Bem sabemos que a Igreja nesse período não era um bom exemplo de instituição idônea. Com religião e política caminhando juntas, ter sucesso na hierarquia clerical era apenas uma questão de tempo para quem mantivesse “boas” relações com membros da cúpula estatal. E foi assim que o jovem padre de educação jesuíta, Urbain Grandier, se tornou pároco da St-Pierre-du-Marche em Loudun, no ano de 1617. Com sermões eloquentes, que suscitavam a admiração das beatas e a inveja de seus colegas sacerdotes, Grandier aos poucos foi ganhando fama de libertino, por “ignorar” os votos do celibato. Contribuiu para isso, por exemplo, o fato de manter relações com a jovem adolescente Phillipe Trincant até engravidá-la, quando, dado o acontecido e temendo represálias de seus superiores, obrigou a jovem a negar a criança. Assim, ia conquistando aos poucos peças importantes para seu rol de inimigos - um deles era o próprio pai da jovem, figura pública da cidade com quem anteriormente mantinha uma boa relação pessoal e social. 

Acusado mais de uma vez de transgredir os bons costumes e a ordem moral, o padre foi perdendo força de defesa entre seus padrinhos. Quando se negou a conduzir um convento de freiras ursulinas, coincidentemente dias depois um atípico furor uterinus coletivo passou a tomar conta das irmãs que, entre inúmeros episódios convulsivos, alegavam ter fantasias sexuais imaginárias com o padre. Segundo relatos das próprias ursulinas, este aparecia na imagem de um anjo radiante e, obviamente, isso foi o suficiente para que Grandier recebesse mais algumas acusações, como de feitiçaria e possessões demoníacas. 
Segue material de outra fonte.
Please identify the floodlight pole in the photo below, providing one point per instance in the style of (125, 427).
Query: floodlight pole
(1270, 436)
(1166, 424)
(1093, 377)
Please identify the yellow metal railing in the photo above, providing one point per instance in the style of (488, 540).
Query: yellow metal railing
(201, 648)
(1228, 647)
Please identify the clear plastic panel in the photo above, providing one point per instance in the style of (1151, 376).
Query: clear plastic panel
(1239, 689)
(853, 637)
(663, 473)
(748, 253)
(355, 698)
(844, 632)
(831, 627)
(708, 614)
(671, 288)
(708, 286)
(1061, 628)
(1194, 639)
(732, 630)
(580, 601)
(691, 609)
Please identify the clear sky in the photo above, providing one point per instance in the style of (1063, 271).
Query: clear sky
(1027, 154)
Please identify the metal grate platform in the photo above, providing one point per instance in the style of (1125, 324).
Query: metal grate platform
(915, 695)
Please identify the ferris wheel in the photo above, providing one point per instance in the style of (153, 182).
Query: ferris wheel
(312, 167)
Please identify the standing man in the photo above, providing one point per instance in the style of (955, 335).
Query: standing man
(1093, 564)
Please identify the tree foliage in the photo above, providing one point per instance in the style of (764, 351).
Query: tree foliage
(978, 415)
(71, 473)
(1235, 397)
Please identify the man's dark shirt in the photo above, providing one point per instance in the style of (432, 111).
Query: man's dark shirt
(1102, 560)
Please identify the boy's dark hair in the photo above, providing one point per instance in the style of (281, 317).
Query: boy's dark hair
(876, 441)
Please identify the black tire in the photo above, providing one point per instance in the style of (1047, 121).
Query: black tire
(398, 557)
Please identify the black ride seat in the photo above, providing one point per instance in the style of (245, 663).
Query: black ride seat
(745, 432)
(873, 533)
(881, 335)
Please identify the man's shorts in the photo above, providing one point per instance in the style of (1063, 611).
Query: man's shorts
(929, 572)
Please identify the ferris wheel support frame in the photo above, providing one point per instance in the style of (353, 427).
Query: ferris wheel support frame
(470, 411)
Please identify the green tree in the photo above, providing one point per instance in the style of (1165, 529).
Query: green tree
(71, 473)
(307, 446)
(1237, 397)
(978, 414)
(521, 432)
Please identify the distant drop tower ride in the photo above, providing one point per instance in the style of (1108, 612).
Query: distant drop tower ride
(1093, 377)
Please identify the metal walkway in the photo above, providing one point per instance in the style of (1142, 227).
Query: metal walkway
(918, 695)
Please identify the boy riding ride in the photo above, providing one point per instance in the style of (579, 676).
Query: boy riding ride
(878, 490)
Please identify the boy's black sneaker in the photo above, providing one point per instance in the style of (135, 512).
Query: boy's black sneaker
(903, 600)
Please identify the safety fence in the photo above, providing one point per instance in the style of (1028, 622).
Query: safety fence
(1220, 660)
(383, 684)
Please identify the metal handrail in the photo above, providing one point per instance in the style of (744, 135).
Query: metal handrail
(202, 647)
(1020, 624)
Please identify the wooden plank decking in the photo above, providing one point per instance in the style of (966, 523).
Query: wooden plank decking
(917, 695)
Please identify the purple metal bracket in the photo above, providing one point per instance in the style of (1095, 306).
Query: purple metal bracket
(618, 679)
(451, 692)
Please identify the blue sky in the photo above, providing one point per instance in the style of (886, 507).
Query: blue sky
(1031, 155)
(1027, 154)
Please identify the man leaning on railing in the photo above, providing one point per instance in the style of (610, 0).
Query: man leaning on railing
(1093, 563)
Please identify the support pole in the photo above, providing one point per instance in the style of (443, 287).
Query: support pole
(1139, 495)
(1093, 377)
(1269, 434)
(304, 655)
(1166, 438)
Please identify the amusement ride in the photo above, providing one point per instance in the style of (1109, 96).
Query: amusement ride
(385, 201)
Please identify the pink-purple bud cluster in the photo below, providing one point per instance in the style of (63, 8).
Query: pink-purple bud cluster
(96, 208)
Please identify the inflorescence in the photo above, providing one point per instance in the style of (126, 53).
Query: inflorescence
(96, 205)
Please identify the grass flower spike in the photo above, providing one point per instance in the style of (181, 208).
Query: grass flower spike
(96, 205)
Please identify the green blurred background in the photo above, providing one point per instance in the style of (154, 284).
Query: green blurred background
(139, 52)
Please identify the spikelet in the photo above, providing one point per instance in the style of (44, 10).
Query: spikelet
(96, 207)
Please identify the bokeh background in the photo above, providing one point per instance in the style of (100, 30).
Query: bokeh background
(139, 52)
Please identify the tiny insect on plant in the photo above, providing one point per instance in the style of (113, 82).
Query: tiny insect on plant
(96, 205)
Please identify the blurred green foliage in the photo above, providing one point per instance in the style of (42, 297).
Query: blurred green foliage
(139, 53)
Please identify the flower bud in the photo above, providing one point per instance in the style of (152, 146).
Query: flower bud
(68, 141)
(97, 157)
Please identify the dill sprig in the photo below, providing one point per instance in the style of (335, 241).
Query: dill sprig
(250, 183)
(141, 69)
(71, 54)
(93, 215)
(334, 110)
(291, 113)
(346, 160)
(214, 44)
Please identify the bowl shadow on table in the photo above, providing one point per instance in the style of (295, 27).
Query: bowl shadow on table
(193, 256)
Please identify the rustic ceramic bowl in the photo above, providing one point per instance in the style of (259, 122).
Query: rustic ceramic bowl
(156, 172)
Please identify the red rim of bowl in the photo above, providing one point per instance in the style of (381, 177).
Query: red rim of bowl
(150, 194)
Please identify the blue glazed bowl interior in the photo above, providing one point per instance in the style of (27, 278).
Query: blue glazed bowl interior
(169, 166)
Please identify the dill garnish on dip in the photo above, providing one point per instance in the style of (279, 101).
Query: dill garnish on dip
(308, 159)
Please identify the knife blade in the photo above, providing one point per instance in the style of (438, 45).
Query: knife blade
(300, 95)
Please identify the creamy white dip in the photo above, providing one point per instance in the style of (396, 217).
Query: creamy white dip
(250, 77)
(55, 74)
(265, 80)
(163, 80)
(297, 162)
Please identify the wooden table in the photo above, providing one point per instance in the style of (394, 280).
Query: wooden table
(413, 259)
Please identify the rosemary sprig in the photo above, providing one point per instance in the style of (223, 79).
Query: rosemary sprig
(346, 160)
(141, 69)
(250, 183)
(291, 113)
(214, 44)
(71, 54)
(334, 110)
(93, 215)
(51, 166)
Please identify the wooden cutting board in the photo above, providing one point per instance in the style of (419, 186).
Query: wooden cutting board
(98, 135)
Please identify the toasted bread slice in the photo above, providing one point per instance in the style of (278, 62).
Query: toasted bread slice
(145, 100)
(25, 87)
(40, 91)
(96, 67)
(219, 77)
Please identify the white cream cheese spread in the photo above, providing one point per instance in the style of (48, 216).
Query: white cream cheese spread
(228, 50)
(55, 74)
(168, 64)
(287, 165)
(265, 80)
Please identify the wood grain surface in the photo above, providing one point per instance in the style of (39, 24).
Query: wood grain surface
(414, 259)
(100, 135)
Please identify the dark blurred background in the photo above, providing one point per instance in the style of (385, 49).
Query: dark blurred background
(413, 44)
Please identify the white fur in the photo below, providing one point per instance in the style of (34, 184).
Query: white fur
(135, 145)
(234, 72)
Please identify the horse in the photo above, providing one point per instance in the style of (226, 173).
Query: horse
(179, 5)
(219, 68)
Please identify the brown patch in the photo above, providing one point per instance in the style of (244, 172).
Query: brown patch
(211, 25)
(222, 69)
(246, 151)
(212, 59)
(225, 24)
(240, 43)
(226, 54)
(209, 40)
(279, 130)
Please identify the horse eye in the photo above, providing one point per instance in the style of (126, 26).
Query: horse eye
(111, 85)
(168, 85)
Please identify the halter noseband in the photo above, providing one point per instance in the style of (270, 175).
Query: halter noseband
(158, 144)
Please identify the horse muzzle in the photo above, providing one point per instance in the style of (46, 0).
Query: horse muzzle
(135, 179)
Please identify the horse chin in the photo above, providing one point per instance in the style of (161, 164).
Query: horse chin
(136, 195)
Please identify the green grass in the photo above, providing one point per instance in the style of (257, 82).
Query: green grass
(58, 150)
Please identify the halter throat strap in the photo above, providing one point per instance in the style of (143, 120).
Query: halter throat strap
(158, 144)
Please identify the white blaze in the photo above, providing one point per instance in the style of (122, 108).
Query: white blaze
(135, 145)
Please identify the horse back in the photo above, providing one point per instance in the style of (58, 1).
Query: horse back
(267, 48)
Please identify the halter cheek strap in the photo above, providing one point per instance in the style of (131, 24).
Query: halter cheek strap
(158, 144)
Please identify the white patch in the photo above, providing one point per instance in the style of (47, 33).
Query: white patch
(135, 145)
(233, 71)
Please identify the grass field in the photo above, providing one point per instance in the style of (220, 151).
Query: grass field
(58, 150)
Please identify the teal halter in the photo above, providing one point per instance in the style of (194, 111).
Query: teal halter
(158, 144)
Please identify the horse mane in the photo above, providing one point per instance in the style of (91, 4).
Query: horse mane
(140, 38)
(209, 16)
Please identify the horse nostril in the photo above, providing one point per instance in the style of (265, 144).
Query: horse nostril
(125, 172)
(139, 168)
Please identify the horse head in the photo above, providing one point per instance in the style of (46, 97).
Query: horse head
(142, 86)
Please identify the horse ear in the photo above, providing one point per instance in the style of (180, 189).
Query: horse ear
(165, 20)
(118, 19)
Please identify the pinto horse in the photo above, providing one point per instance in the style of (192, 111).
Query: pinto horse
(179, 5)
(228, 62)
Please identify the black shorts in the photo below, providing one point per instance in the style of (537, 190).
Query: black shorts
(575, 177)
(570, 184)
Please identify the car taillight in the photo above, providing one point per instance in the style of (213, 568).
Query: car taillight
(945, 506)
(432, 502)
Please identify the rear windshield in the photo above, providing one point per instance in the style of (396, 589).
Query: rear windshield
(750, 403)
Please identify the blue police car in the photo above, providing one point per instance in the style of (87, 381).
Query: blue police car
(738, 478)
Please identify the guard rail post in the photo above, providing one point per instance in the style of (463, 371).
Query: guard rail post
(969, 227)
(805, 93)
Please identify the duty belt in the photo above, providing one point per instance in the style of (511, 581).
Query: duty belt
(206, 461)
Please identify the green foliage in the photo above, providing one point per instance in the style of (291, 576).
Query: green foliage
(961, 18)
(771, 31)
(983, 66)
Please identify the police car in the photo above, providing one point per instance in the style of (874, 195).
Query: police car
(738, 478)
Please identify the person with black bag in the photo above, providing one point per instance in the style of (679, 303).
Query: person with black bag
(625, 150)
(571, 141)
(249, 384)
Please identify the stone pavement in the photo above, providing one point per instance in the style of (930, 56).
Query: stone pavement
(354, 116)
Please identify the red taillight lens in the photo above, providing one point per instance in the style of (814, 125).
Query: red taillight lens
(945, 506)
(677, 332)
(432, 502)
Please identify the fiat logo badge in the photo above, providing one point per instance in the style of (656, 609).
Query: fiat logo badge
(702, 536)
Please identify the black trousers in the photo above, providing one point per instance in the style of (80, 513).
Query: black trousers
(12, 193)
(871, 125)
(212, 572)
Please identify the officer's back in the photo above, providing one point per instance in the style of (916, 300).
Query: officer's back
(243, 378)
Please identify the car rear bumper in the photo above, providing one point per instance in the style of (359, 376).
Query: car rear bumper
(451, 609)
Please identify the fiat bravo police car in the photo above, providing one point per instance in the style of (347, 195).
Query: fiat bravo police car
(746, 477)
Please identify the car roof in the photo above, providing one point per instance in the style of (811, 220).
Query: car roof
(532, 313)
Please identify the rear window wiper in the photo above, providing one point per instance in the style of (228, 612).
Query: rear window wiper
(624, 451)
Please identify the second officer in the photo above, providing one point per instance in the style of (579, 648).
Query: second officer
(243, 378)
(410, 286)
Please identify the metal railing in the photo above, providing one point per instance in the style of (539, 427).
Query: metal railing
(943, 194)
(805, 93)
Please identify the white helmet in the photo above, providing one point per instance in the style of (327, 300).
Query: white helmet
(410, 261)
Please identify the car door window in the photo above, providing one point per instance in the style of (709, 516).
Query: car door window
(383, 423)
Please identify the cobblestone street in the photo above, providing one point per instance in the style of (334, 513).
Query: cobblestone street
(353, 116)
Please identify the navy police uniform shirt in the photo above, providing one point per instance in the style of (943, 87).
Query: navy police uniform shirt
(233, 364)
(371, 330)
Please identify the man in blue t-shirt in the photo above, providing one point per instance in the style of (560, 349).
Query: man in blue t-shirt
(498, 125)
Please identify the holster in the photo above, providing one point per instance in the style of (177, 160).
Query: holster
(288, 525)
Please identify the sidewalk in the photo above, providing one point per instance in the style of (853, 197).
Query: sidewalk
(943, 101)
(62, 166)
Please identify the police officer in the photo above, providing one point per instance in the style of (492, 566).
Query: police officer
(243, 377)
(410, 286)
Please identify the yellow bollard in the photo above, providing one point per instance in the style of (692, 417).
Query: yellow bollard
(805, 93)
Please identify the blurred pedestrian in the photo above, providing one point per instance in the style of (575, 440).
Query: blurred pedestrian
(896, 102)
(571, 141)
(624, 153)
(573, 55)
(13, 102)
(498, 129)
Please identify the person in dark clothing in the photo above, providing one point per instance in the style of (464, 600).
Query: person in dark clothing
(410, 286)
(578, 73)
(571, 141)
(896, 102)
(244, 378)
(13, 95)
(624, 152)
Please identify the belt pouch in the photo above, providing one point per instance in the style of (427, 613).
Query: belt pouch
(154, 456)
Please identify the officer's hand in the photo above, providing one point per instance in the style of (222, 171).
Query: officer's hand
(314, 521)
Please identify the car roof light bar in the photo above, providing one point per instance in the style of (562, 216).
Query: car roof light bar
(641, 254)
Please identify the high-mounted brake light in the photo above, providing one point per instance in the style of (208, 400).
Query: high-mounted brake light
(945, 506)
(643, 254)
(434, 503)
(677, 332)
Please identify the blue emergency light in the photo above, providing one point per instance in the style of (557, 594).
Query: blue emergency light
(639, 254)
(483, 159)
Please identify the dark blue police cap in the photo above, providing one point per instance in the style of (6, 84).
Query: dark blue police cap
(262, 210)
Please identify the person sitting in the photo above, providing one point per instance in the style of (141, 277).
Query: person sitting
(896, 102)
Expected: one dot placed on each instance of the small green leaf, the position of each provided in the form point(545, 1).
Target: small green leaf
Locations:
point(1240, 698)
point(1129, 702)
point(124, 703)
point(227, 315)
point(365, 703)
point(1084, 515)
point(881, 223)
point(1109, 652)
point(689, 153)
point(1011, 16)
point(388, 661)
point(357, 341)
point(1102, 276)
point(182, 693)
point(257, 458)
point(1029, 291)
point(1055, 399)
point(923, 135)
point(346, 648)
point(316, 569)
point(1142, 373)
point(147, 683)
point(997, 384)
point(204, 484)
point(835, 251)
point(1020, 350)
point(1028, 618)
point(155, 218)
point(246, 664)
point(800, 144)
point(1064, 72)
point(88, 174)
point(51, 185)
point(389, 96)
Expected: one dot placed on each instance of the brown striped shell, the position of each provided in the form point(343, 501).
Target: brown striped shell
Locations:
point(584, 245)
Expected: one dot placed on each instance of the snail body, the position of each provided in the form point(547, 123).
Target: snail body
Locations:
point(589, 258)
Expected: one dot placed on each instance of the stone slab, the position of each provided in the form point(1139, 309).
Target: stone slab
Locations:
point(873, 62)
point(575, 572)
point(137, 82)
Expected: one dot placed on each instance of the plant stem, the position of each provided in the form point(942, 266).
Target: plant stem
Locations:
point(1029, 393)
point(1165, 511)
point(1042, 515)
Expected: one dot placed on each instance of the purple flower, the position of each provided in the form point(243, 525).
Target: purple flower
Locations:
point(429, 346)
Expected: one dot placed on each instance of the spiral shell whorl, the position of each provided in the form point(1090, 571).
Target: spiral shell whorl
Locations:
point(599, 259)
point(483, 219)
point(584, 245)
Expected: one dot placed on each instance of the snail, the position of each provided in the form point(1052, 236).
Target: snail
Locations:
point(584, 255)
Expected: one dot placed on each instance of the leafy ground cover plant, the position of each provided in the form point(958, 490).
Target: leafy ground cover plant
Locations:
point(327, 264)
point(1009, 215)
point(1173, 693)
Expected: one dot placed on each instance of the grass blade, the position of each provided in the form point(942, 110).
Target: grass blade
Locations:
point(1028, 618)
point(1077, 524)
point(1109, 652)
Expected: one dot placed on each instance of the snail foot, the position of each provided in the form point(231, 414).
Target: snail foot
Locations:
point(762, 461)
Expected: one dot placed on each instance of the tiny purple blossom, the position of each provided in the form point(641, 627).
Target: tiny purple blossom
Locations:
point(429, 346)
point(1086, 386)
Na época a feitiçaria era considerada um crime gravíssimo, com jurisprudência para pena de morte (ser queimado vivo em praça pública). A lei apontava que para situações como essa, o(a) acusado(a) deveria ser posto em tortura até confessar; se não confessasse, era porque Leviatã o(a) dava forças para não fazê-lo. Ou seja: não havia argumentos para contestar o destino traçado por seus algozes. Assim, trancado em um quarto sem iluminação, com as janelas fechadas com tijolos para que os demônios não fugissem, Grandier teve seu corpo depilado à procura de “marcas” que comprovariam seu pacto com o demônio. Ali ele permaneceu até que fosse proferida a sentença final, após três audiências com os juízes e sem sequer nunca ter conhecido pessoalmente nenhuma das freiras do convento das ursulinas. Sua via-crúcis é detalhada no livro de forma dramática e, no limite dos documentos históricos, abre espaço para a imaginação do autor e dos leitores, buscando a construção de uma verdade possível sobre as bruxarias e possessões em Loudun. 

Ilustração da execução de Urbain Grandier, em 1634

Nas entrelinhas da História Huxley ironicamente problematiza o que seria subjacente às possessões demoníacas de Loudun e os procedimentos adotados pelos exorcistas. A impressão causada é que, para o autor, afirmar a autonomia de uma entidade espiritual sobre si foi uma maneira encontrada para dar vazão àquilo que é inerente a condição humana, mas que, para uma sociedade ainda medieval, era uma baita imoralidade. Em outras palavras, reconhecerem-se como seres abjetos (mesmo que no campo da imaginação) livrou as freiras ursulinas da condição de serem obrigatoriamente castas. No mínimo interessante, não?